Trigeminal Nerve Stimulation (TNS)

Trigeminal Nerve Stimulation (TNS) is a novel medical treatment in which mild electrical signals stimulate branches of the trigeminal nerve (the largest cranial nerve) in order to modulate the activity of targeted brain regions. NeuroSigma is developing two embodiments of TNS: eTNSTM (TNS with external electrodes and an external pulse generator) and sTNSTM (subcutaneous electrodes and implantable pulse generator).

The trigeminal nerve conveys information to important structures in the brain, including the nucleus solitarius, the locus coeruleus, the vagus nerve and the cerebral cortex. These areas are known to play key roles in seizure inhibition and initiation. The trigeminal nerve also specifically sends signals to the anterior cingulate cortex, which is involved in mood, attention and decision-making.

Clinical trials are currently in progress for epilepsy, depression and post-traumatic stress disorder (PTSD). A clinical trial in attention-deficit hyperactivity disorder (ADHD) will soon be starting.

Positron Emission Tomography (PET) imaging studies in humans have identified a potential mechanism of action for the treatment of epilepsy, depression and other brain disorders. eTNSTM activates or inhibits key regions implicated in these disorders and changes in blood flow were observed with minutes of therapy.

Epilepsy affects over three million Americans. Over one million of these people have drug-resistant epilepsy (DRE), which frequently leads to unemployment, injuries and carries a significantly increased risk of death.

There is growing interest in neuromodulation therapies for epilepsy. Trigeminal nerve stimulation is an emerging and promising therapy with unique advantages relative to other current therapies: it can be delivered externally, bilaterally, at competitive costs and with potentially lower risks.

Stimulation of the trigeminal nerve and its related structures have been shown to inhibit seizures in animal models. Human trials have been conducted at UCLA for nearly ten years. A randomized, active-controlled, double-blind, dual-center study at UCLA and USC was completed in April, 2011. Phase III clinical trials are currently in the planning stages.

Eighteen million adults in the United States suffer from depression and at least half of these people do not seek the necessary treatment.

Major depression is a severe form of depression. People with major depression usually experience a sad or depression mood and/or a loss of interest or pleasure in life's joyful activities. Often the experience also includes physical symptoms, such as sleep disturbances, low energy, changes in appetite, and fatigue. These symptoms, plus difficulties with concentration, memory, and decision-making, can cause depression to interfere with a person's normal functioning in life, whether in the workplace, in school, or with family and friends.

A person may experience only one episode of major depression, but often there are repeated episodes over an individual's lifetime. About one in six people will experience at least one major depressive episode during their life. Depression affects people of all races, incomes, ages, and ethnic and religious backgrounds.

Trigeminal nerve stimulation for depression has been studied at UCLA for several years, with positive research findings published in 2011. A Phase II, double-blind clinical trial is in progress with expected completion in late 2011.

Post-Traumatic Stress Disorder (PTSD)
Post-traumatic stress disorder is an anxiety disorder that can develop after exposure to a traumatic or terrifying event in which serious physical harm occurred or was threatened.

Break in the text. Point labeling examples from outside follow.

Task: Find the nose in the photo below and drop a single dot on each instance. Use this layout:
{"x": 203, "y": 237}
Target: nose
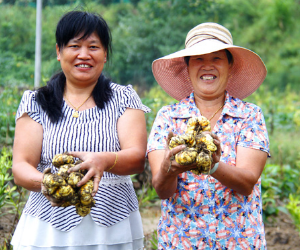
{"x": 84, "y": 53}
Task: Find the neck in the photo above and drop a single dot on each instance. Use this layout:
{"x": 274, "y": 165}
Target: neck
{"x": 211, "y": 108}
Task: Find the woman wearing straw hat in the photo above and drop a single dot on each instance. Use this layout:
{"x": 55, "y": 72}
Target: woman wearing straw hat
{"x": 222, "y": 209}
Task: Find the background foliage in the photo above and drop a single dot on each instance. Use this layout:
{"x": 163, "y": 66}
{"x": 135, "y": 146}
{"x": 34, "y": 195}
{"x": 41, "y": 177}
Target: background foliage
{"x": 144, "y": 30}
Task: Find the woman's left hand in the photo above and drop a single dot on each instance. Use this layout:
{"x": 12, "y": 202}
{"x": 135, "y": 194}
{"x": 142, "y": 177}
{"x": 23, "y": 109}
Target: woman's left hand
{"x": 94, "y": 163}
{"x": 217, "y": 154}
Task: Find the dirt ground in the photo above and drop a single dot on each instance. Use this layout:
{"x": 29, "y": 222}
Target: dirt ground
{"x": 280, "y": 234}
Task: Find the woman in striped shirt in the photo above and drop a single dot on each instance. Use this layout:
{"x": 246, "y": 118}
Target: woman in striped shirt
{"x": 98, "y": 121}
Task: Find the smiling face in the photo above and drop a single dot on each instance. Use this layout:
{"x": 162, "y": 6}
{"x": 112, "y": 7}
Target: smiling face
{"x": 82, "y": 60}
{"x": 209, "y": 74}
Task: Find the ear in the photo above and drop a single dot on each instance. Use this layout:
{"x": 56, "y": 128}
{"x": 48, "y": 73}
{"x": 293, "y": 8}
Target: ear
{"x": 57, "y": 53}
{"x": 105, "y": 55}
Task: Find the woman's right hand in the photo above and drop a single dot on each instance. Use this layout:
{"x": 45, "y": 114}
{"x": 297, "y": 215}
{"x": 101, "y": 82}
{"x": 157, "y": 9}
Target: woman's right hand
{"x": 169, "y": 165}
{"x": 54, "y": 202}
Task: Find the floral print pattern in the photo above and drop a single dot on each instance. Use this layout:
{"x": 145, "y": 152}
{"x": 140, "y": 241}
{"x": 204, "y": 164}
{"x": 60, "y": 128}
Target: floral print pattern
{"x": 202, "y": 213}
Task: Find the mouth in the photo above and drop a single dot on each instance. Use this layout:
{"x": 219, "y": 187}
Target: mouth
{"x": 83, "y": 65}
{"x": 208, "y": 77}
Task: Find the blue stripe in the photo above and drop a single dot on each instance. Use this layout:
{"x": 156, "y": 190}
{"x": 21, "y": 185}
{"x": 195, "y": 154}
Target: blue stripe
{"x": 96, "y": 131}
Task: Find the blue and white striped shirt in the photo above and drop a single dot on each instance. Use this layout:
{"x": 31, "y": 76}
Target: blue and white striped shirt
{"x": 95, "y": 130}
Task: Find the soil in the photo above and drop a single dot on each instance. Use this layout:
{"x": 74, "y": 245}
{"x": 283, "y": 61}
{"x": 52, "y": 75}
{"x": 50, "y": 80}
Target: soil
{"x": 281, "y": 234}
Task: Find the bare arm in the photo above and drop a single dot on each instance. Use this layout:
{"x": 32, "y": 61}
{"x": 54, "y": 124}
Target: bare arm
{"x": 164, "y": 171}
{"x": 242, "y": 178}
{"x": 26, "y": 153}
{"x": 133, "y": 139}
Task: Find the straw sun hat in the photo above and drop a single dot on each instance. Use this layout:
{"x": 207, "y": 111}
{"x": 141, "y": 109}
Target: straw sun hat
{"x": 247, "y": 74}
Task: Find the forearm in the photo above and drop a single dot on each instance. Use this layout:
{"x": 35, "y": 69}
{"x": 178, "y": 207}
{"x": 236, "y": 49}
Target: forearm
{"x": 27, "y": 176}
{"x": 164, "y": 185}
{"x": 239, "y": 179}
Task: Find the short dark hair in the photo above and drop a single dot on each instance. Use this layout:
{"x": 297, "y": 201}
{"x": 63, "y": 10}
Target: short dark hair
{"x": 75, "y": 23}
{"x": 50, "y": 97}
{"x": 228, "y": 54}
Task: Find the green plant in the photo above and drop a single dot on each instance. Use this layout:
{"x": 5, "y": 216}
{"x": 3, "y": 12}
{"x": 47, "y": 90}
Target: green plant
{"x": 277, "y": 183}
{"x": 11, "y": 196}
{"x": 293, "y": 207}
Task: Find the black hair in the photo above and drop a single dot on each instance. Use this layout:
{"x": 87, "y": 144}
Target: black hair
{"x": 228, "y": 54}
{"x": 50, "y": 97}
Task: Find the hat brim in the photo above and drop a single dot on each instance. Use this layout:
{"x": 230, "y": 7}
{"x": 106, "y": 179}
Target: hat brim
{"x": 247, "y": 73}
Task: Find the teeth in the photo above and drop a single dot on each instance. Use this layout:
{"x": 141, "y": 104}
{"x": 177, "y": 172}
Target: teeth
{"x": 208, "y": 77}
{"x": 83, "y": 66}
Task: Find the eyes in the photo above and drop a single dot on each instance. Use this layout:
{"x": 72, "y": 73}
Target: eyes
{"x": 215, "y": 58}
{"x": 75, "y": 46}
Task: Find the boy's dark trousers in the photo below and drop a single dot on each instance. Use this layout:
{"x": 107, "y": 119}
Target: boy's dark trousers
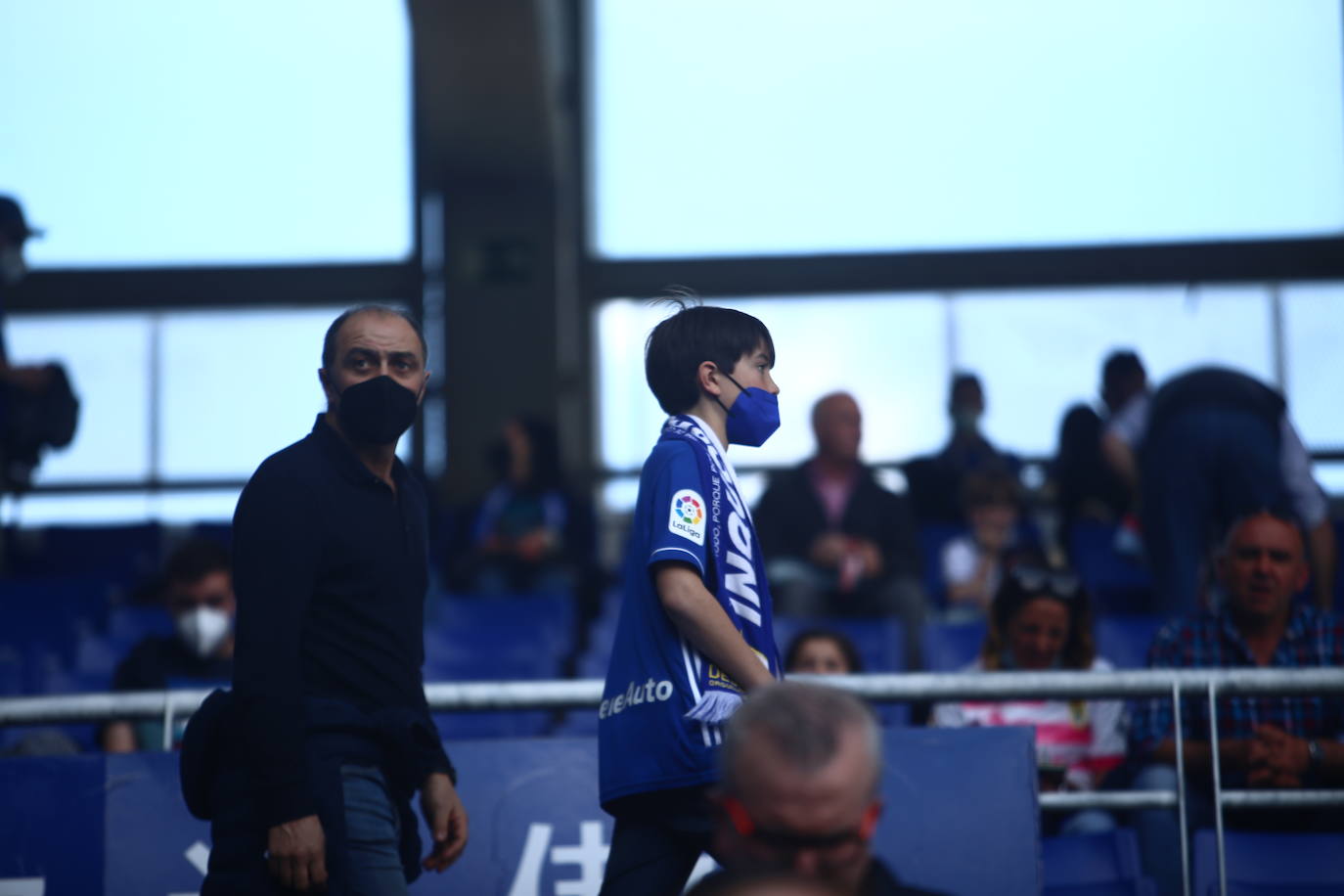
{"x": 658, "y": 837}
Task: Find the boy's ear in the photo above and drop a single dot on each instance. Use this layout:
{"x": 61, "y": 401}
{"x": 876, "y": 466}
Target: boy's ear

Patients with this illness commonly report difficulty sleeping, persistent frightening recollections of the traumatic event, sudden outbursts of anger or anxiety, feeling detached or numb, avoidance of people or places that are reminders of the experience, as well as many other debilitating reactions. PTSD is a highly prevalent lifetime disorder that can often persist for years.

The Veterans Administration (VA) reports that 400,000 veterans are currently receiving compensation for PTSD and they expect the number to grow higher as long as the U.S. still has troops deployed in combat around the world.

A Phase I, open-label clinical trial of trigeminal nerve stimulation for PTSD is currently recruiting at UCLA.

CAUTION: Trigeminal Nerve Stimulation (TNS) is an investigational therapy and limited by United States law for investigational use.